I am not an economist, but it sure appears as those days may indeed be upon us. It’s appears that I am not alone in my thinking. David Rosenberg, Gluskin Sheff’s chief economist, recently made the statement “We are living in a modern-day depression.”  What would make him say that? Well, for one thing, the Federal Reserve once again cut it’s growth forecast. This time for the second half of 2012 and 2013. This raises the concern about the potential for a “double-dip” recession.  And though technically it’s a recession, the effects would be similar to that of another Great Depression.

But does it really compare to the early part of the 20th century? The barren wasteland of America’s farmlands? The breadlines?  The “Hey buddy, can you spare a dime?” days of yesteryear? I’m not sure. I wasn’t there. But I am here. And who knows how the history books will record this particular piece of history we currently live in? There is no denying the similarities between the two time periods.

Dust Bowls?                                                                                                                                                













Bread Lines?


Look familiar? Ouch!  Times always look and feel different when you are in the middle of it, rather than looking back on it from the outside, years later.

Did you know that in 2011, 1-in-7 people in the United States were living on food stamps? 1-in-7 !  46 million people!  Are you aware that between 2007 and 2010 the United States saw a drop of 40% in the median household wealth? And did you know that currently 30% of all mortgages in the United States are considered “under water”?  The official unemployment rate is currently 8.2% nationally, but real economists, including Rosenberg, put the number as closer to 14.8%!

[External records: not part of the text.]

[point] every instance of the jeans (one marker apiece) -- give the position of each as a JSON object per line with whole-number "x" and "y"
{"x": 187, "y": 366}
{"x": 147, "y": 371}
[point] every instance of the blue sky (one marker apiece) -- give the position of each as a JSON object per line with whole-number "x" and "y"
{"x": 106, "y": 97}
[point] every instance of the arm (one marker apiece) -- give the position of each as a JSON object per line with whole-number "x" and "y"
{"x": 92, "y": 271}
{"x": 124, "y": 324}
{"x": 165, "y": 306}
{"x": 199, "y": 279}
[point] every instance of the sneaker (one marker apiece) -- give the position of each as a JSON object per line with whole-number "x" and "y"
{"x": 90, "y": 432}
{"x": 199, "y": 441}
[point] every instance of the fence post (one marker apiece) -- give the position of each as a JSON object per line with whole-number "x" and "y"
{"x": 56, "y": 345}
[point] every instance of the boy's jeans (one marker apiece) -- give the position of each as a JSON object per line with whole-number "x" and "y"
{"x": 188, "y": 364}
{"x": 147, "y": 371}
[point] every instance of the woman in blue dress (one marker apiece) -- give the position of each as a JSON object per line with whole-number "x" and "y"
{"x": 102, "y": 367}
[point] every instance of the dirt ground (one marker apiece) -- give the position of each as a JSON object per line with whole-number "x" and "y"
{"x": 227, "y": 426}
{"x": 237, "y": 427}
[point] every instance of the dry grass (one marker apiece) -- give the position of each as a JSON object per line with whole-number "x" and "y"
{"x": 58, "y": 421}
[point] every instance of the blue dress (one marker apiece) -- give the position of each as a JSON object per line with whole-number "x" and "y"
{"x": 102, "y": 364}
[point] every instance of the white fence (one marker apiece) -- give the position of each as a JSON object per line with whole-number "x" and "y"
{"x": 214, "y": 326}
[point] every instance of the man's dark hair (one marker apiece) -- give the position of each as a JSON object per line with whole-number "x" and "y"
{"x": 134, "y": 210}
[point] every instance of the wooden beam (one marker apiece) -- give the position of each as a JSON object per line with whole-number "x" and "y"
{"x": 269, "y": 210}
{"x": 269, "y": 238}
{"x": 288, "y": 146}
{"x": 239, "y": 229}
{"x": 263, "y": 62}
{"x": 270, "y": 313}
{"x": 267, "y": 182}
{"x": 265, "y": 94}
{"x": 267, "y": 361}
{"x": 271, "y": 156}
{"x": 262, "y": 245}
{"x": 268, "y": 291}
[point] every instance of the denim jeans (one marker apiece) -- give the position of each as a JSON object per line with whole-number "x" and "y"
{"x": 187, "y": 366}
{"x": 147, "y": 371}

So what’s the real difference, if any, from today’s problems and those of the depression era? Well, fortunately, we currently have government programs that are helping prop up it’s citizens.  Unemployment, food stamps, welfare. These programs were not available during the 20’s and 30’s, and many families were forced to sleep in parks and stand in food lines just to eat. But these programs can only go so far, and many programs are beginning to decrease or even stop their benefits.

But before you swan dive out a window like a 1929 stock broker, remember that there is hope. The Great Depression lasted from 1929 to 1939. 10 years. And if the current economy is on par, then we should only have a couple more years of this sluggish economy before it finally turns around.

John D. Rockefeller once said “These are days when many are discouraged. In the 93 years of my life, depressions have come and gone. Prosperity has always returned and will again.”  And so it shall.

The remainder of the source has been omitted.